I have a dataframe that contains coordinates describing each one gridcell, year indications and several variables which I want to include in my linear regression. I want to perform a simple linear regression for a timeseries of 30 years per gridcell (x,y coordinate pair). So far I grouped the dataset by x and y and nested all other variables so that each row contains one column each with x and y coordinate and one column containing a data rame with the independent and predictor variables and one variable indicating the year
first I load the respective dataframe "df" as rds
then I group the dataset and nest all values per coordinate pair
model<-df %>%
mutate_at('year',as.numeric) %>%
dplyr::select(-year) %>%
group_by(x,y) %>%
nest() %>%
lm(indep_var~.,data =df) #this is where it does not work.
I also tried lm(indep_var~.,data =df$data) since the column where all variables are nested in within df is called data but this does not work either. The first option gives the error Error in model.frame.default(formula = ., data = df, subset = indep_var ~ : invalid type (closure) for the variable 'data' . The second option gives the error Error in eval(predvars, data, env) : object 'x' not found
Hard to be sure because I'm not familiar with your data. But one thing I notice is that the pipe to lm will use that data frame as the first argument to lm. The first argument to lm should be a formula and the second should be the data.

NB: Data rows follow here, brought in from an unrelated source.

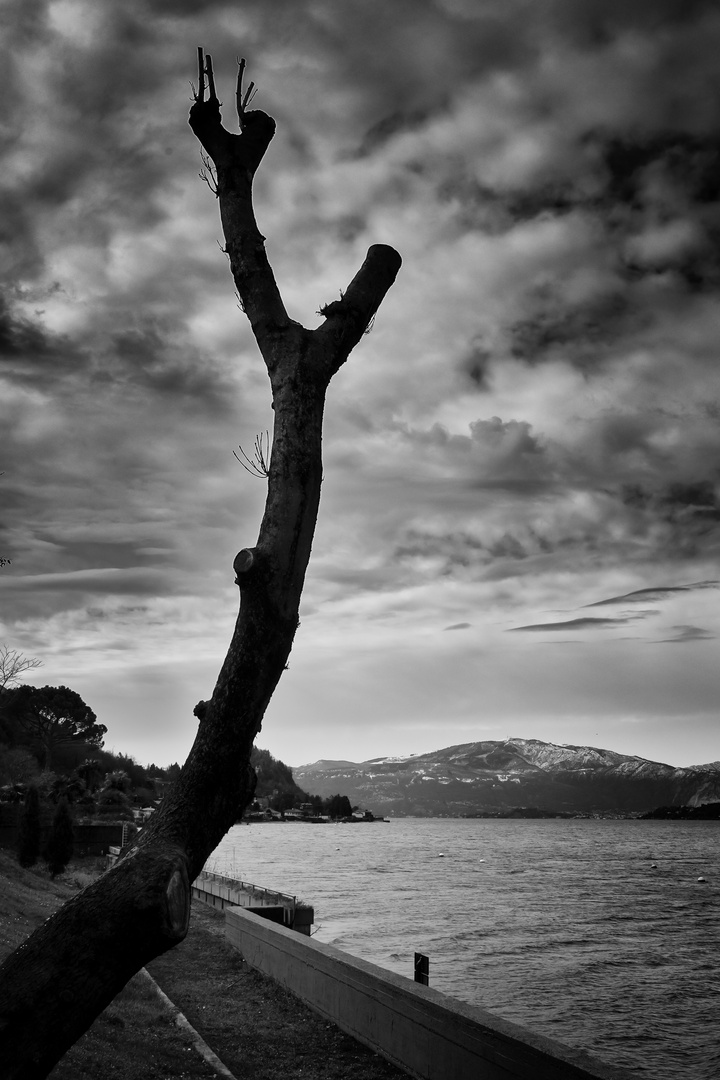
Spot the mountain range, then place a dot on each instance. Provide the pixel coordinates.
(493, 777)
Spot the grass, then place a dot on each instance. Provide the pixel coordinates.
(257, 1028)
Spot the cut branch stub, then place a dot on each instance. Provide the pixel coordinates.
(243, 562)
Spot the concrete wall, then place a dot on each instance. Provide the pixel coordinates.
(429, 1035)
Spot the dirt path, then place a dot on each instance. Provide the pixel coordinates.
(257, 1028)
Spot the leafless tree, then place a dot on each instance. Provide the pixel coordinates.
(67, 971)
(13, 664)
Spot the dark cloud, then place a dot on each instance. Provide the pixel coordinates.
(683, 634)
(107, 580)
(585, 623)
(655, 593)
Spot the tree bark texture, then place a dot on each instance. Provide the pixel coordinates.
(62, 977)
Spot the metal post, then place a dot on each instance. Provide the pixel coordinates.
(422, 969)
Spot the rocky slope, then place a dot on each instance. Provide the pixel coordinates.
(500, 777)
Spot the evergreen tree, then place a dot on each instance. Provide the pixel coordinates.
(28, 837)
(60, 844)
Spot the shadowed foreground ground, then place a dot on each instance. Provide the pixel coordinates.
(257, 1029)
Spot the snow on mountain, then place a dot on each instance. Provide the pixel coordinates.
(493, 777)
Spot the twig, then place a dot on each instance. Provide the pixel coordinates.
(259, 463)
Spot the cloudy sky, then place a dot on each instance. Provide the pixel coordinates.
(520, 518)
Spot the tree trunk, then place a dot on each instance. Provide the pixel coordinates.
(63, 976)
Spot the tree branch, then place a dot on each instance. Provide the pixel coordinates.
(139, 907)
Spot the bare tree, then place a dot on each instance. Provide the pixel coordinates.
(13, 664)
(67, 971)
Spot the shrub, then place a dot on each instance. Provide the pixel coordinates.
(28, 835)
(60, 842)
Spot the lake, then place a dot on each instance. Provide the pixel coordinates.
(597, 933)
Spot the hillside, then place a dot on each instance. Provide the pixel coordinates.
(498, 777)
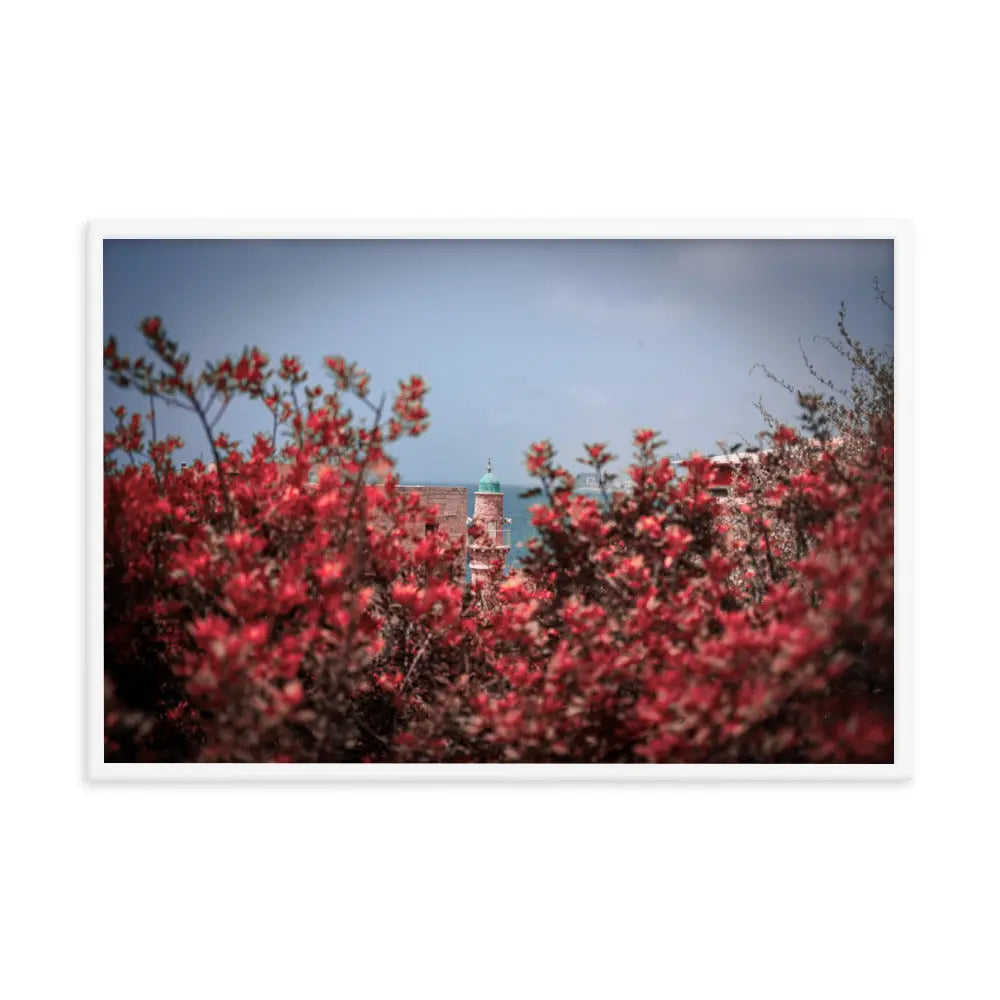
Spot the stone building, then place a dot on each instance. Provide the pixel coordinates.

If I understand what you're trying to do, this will be useful:
Sure. tidy is a function from the broom package that's a popular way to get data frames of coefficients. It's compatible with a variety of model types. coef() will give a named vector of coefficients and so tidy is a convenient alternative. When we map(model, tidy) we loop over the models we made and make a data frame of each. Then when we byspecies %>% select(Species, coef) %>% unnest(coef) %>% print() we print the data frame that includes the coefficients across the various models.